When you understand the principles, there are many ways to modify them, such:

Print (u'its high ')

If this is the case, it will not be a problem to use 2 in cmd.

2. Encoding Problems in open ()

Create a hello text and save it as utf8:

Its high, you are the most handsome!

Create an index. py in the same directory

f=open('hello')print(f.read())

Why is the result normal in linux: Yuan Hao, in win, garbled: zookeeper interpreter (py3 )?

Because your Windows operating system is installed with the default gbk encoding, while the linux operating system uses the utf8 encoding by default;

When the open function is executed, the open file is called by the operating system. The operating system uses the default gbk encoding to decode the utf8 file, which is naturally garbled.

Solution:

f=open('hello',encoding='utf8')print(f.read())

If your file stores gbk encoding, you do not need to specify encoding in win.

In addition, if you do not need to specify encoding = 'utf8' for the operating system on Windows, it is the default utf8 encoding during installation or the utf8 encoding has been modified through commands.

Note: The open function is different in py2 and py3, and py3 has an encoding = None parameter.

Note that you need to view: Click here

Related Article

Contact Us

The content source of this page is from Internet, which doesn't represent Alibaba Cloud's opinion; products and services mentioned on that page don't have any relationship with Alibaba Cloud.

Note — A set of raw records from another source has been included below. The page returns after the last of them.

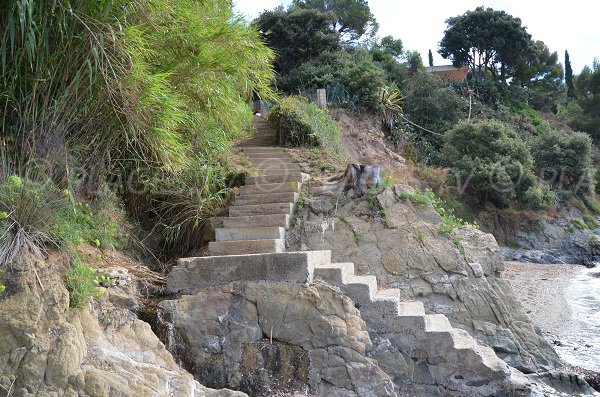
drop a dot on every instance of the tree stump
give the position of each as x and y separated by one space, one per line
361 177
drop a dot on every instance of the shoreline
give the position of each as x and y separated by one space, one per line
541 290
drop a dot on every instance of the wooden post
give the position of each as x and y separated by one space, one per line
322 98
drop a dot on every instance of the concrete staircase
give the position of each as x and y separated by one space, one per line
261 212
251 247
428 336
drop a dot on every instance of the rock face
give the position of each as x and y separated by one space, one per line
265 338
563 239
48 349
456 275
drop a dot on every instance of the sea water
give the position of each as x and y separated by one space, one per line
583 296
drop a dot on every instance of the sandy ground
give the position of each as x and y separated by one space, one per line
540 289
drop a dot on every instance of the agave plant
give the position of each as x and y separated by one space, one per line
391 102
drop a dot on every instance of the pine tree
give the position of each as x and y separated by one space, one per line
569 77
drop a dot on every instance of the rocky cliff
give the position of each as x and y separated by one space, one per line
49 350
455 274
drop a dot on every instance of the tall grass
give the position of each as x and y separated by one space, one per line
117 86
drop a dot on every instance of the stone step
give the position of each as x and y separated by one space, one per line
361 289
271 188
261 209
244 247
266 198
437 323
191 275
279 171
262 149
281 220
286 167
249 233
411 309
335 273
269 155
278 178
462 339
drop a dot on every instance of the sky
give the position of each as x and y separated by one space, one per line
567 24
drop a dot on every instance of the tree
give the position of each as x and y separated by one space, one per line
540 71
387 49
485 39
352 19
489 160
297 35
565 160
569 77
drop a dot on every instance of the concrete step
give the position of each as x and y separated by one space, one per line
411 309
266 198
281 220
437 323
361 289
278 171
278 178
335 273
249 233
262 149
191 275
462 339
246 247
271 188
281 155
261 209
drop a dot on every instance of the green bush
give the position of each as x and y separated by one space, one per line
490 161
302 123
27 210
431 102
355 71
565 160
83 284
538 197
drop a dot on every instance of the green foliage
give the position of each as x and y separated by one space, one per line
490 161
352 19
486 40
565 160
391 105
354 70
538 197
584 113
525 111
591 221
297 35
302 123
99 225
431 102
569 77
27 209
83 284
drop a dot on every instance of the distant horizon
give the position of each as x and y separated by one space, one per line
543 21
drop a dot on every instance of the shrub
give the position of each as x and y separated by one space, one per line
490 161
565 160
538 197
27 209
432 103
355 71
82 283
301 123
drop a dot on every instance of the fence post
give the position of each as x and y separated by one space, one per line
322 98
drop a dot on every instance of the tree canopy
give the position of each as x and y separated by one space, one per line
352 19
485 39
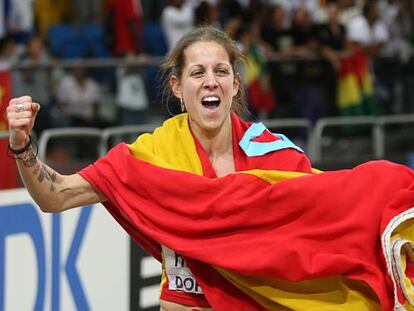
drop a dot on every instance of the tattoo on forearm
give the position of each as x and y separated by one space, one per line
49 176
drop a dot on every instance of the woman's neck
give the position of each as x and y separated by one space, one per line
215 142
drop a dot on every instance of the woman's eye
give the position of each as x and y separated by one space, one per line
222 71
197 73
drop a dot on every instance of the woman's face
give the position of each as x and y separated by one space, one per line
207 85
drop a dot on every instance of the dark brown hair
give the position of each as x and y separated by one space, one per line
174 63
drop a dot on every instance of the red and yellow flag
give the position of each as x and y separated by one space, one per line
263 239
355 86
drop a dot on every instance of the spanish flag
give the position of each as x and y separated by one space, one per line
355 86
264 239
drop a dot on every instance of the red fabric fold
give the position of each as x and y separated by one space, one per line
303 228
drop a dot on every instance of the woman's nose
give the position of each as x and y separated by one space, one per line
210 80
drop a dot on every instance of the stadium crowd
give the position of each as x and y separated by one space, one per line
307 59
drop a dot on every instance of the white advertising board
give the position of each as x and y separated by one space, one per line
75 260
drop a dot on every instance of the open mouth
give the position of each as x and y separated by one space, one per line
210 102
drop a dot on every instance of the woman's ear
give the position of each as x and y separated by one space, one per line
176 86
236 83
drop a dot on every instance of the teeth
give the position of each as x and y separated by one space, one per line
211 98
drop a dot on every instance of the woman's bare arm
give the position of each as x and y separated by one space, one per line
52 191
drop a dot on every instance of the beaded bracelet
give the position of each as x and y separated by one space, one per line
20 151
31 148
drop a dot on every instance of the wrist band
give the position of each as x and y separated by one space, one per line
20 151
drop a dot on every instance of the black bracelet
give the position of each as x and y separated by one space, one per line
20 151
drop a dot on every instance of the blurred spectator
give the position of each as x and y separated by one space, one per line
258 83
132 98
20 20
274 31
177 19
368 31
399 20
48 13
123 26
78 97
291 6
206 14
35 82
332 36
87 12
304 33
8 53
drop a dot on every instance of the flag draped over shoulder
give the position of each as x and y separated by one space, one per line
267 240
355 86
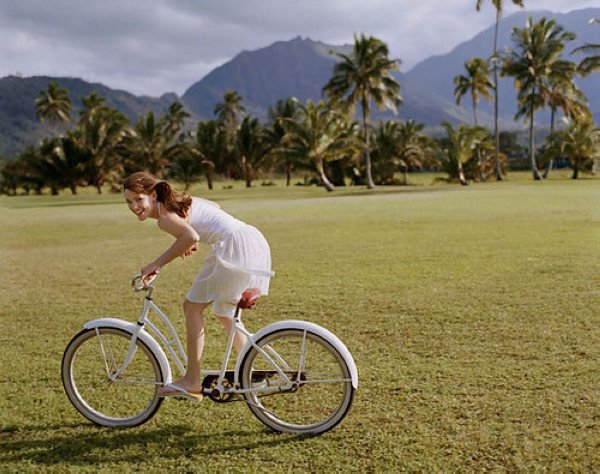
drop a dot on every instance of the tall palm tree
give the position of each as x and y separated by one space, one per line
230 109
385 153
53 104
538 52
363 76
100 133
499 6
562 93
476 82
252 148
590 63
175 119
580 143
212 143
415 146
285 109
151 144
320 135
462 145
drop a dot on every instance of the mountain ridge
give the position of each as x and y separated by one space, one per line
298 67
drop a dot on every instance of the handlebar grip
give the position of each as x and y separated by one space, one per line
138 285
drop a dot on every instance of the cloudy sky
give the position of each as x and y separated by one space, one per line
156 46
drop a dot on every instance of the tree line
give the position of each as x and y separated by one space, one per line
334 139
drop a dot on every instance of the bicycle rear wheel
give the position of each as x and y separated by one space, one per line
322 390
89 363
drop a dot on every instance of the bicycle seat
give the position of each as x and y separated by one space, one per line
249 298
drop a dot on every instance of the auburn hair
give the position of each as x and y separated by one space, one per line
144 183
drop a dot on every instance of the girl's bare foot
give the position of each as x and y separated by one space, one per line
181 387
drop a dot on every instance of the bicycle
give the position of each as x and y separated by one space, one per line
294 376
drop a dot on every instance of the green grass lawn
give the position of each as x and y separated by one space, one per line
472 314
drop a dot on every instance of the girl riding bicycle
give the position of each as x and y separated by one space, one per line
239 258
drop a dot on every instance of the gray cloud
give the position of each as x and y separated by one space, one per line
157 46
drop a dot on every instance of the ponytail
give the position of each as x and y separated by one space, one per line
142 182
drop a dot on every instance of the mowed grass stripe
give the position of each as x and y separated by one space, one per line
472 314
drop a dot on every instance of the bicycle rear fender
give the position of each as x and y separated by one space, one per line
142 334
311 327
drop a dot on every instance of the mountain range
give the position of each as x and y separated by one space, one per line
300 68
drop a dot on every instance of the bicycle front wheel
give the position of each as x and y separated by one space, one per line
89 374
302 383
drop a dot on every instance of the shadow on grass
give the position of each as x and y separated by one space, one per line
84 444
40 205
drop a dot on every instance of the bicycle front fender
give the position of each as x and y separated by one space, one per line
304 326
143 335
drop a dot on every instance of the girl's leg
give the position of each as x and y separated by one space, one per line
194 325
239 340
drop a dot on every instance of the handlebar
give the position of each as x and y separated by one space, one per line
138 285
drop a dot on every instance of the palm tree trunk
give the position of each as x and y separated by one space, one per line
461 175
575 168
370 183
536 173
551 160
323 176
248 174
476 123
208 176
496 129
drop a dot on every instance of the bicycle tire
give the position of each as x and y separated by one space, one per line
324 392
132 399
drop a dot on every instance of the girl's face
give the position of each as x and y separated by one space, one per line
141 204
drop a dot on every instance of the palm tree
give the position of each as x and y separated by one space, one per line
562 93
580 143
100 133
590 63
499 6
539 48
53 104
363 76
230 109
188 165
476 82
213 145
252 148
320 135
148 145
284 110
462 144
415 147
175 119
385 154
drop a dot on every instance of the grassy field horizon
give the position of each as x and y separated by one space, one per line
471 312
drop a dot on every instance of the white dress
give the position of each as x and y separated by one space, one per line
239 258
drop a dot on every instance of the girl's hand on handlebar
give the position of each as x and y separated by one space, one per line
189 252
149 272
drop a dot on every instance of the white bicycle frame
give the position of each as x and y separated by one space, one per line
177 353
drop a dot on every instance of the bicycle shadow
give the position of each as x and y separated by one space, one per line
90 444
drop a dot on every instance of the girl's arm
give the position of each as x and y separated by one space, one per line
186 239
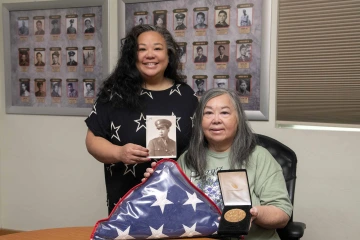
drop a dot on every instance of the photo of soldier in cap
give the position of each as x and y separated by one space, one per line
55 27
71 26
23 27
162 145
89 28
179 19
71 58
200 85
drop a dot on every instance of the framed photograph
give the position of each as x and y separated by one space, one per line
237 37
48 41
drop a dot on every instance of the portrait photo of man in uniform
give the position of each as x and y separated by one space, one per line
222 57
55 27
200 85
244 53
162 145
23 27
200 58
39 27
71 24
179 21
221 19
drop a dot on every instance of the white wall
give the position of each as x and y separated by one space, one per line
47 178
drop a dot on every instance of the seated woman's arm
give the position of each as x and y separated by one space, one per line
106 152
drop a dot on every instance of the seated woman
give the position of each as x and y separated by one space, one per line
222 140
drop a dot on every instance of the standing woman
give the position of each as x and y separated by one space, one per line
145 82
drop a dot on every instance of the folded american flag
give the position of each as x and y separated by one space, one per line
166 205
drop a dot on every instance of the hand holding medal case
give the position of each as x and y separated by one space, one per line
235 191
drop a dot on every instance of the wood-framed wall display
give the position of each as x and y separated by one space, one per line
227 44
55 43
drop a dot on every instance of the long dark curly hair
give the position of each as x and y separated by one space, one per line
123 86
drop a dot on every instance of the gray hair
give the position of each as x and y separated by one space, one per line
243 144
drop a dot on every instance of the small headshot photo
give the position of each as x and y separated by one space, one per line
71 25
24 89
200 86
72 91
89 90
89 57
71 58
39 29
89 25
56 89
39 58
243 86
162 132
55 27
40 88
199 53
140 20
23 27
55 58
221 83
244 16
179 19
182 54
244 53
160 20
200 20
23 58
222 53
222 20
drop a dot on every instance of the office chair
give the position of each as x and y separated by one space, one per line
287 160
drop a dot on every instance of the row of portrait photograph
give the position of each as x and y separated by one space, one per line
199 53
39 88
69 57
201 84
180 20
36 26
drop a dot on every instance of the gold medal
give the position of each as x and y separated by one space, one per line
234 215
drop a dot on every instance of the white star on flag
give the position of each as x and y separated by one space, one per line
146 92
129 169
157 233
161 201
190 232
177 121
123 234
116 131
176 90
193 200
93 110
138 121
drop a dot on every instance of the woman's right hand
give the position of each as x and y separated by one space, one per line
132 154
149 171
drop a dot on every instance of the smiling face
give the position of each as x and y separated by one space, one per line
219 123
152 56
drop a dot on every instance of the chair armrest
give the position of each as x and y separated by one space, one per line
293 230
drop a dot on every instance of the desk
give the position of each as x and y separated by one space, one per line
72 233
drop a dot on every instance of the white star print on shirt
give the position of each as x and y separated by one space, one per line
176 90
177 121
157 233
161 201
193 200
116 131
139 122
123 234
93 110
190 232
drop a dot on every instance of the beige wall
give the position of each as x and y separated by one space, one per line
47 178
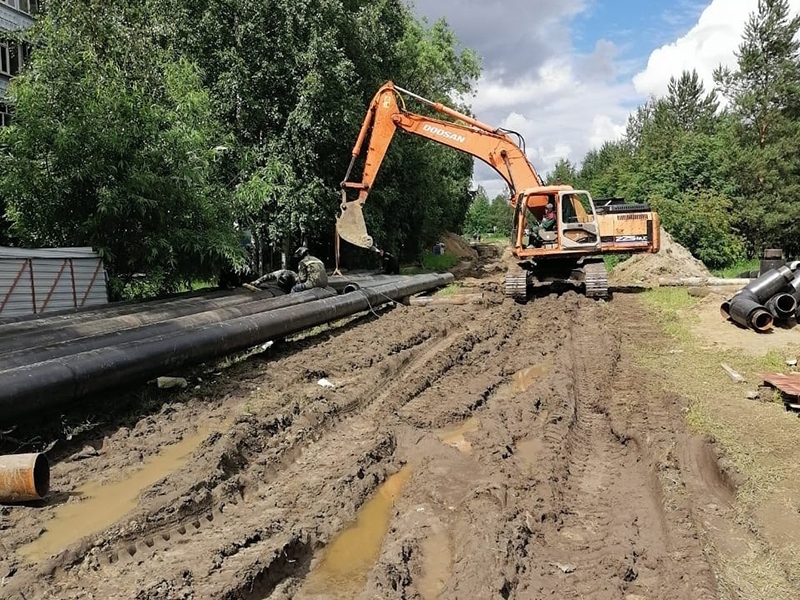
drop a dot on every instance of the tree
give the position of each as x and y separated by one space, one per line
767 80
764 93
115 145
479 215
690 106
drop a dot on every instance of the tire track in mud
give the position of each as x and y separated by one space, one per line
583 518
561 473
180 543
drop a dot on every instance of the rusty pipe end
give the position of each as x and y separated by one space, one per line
24 477
761 320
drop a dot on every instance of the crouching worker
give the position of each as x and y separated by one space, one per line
310 271
283 278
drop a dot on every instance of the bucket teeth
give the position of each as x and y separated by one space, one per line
351 226
516 285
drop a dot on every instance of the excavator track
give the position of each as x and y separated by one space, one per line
595 278
516 285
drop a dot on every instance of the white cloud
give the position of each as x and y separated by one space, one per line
711 42
565 103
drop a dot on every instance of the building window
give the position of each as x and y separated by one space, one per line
5 115
27 6
13 58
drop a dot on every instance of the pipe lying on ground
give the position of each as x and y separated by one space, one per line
27 356
782 306
24 477
770 283
746 307
748 312
48 319
41 386
71 329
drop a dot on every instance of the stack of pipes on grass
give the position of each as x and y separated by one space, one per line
773 297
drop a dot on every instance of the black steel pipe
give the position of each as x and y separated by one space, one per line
748 312
32 322
782 306
85 325
27 356
45 385
769 284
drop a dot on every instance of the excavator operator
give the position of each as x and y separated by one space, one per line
549 218
310 271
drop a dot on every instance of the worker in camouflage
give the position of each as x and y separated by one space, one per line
284 278
310 271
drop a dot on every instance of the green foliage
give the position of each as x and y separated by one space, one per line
163 131
114 144
726 183
438 263
489 217
704 223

If the content of the page makes you feel confusing, please write us an email, we will handle the problem within 5 days after receiving your email.

If you find any instances of plagiarism from the community, please send an email to: info-contact@alibabacloud.com and provide relevant evidence. A staff member will contact you within 5 working days.

A Free Trial That Lets You Build Big!

Start building with 50+ products and up to 12 months usage for Elastic Compute Service

  • Sales Support

    1 on 1 presale consultation

  • After-Sales Support

    24/7 Technical Support 6 Free Tickets per Quarter Faster Response

  • Alibaba Cloud offers highly flexible support services tailored to meet your exact needs.